Although not a K-12 instructor myself, these resources excited my imagination and could easily be adapted for post-secondary or other educational contexts—the chapter introductions in particular might work very well for introducing post-secondary students to these topics. Undoing Ableism would be a useful resource in teacher education programs. For instance, it provides conceptual context on disability in society and education and would assist future educators in considering how to meaningfully incorporate disability perspectives into their classrooms. Undoing Ableism's attention to integrating disability study into mainstream K-12 classes is timely and needed, especially because other sourcebooks tend to focus solely on implementation of UDL (e.g. Rose, Meyer, Strangman and Rappolt; Hall, Meyer, and Rose) or on teaching in special education classrooms. The philosophical framework in Chapters One and Two works particularly well to orient an unfamiliar educator to the nuances of disability while establishing why disability deserves thorough and thoughtful attention in a mainstream education class. Chapters Nine and Ten discuss disability culture and pride, as well as contemporary perspectives on each, and may be of interest as a brief but thoughtful look at disability as a complex yet generative experience.

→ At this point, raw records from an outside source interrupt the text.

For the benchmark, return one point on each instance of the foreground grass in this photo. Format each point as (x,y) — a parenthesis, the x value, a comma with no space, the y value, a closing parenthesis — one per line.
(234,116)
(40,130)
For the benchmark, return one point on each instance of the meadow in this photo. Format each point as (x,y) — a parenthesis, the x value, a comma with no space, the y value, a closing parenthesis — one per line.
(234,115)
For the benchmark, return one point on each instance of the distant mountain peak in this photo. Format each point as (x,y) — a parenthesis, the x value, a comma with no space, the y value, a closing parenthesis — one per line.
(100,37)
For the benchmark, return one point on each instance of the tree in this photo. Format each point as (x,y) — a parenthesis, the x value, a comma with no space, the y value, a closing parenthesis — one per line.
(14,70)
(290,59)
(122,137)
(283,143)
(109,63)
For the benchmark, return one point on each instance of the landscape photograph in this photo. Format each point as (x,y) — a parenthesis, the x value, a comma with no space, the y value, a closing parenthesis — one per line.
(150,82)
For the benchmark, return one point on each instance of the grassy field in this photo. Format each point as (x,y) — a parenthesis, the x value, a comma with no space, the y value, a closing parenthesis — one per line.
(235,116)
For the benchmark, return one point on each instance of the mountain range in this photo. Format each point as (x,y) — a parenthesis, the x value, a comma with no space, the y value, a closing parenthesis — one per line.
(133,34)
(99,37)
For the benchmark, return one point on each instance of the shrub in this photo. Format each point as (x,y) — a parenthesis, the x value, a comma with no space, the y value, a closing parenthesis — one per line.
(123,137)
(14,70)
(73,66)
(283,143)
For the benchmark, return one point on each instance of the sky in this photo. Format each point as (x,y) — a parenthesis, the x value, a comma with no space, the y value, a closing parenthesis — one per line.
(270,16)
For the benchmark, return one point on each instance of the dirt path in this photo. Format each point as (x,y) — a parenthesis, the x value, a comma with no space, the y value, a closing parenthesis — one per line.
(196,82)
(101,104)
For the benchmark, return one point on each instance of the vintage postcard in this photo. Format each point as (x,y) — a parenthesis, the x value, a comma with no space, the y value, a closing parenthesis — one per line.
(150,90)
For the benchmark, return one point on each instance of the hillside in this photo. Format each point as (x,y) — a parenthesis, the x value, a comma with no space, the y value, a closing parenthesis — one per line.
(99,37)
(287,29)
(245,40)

Though I would have liked to see some topics addressed in more detail, I found Undoing Ableism to be an accessible but comprehensive heuristic guide to incorporating the study of disability and ableism in K-12 education. Each of the topic-focused chapters (five through eleven) includes an introduction that elaborates on each topic appropriately, as well as structured material for discussing the content with students. Thus, the sourcebook links conceptual knowledge of disability to teaching practice in an accessible and motivating way. Furthermore, the variations in teaching materials encourage instructors to tailor the resources to students' relevant Zone of Proximal Development. Likewise, Baglieri and Lalvani establish in Chapter Four that instructors might consider how language arts, biology, and math classes (among others) might meaningfully integrate the study of disability and ableism, rather than solely taking a general studies approach. The flexibility of topics and materials make Undoing Ableism a valuable resource that empowers instructors to incorporate disability in a way that values and respects disabled perspectives.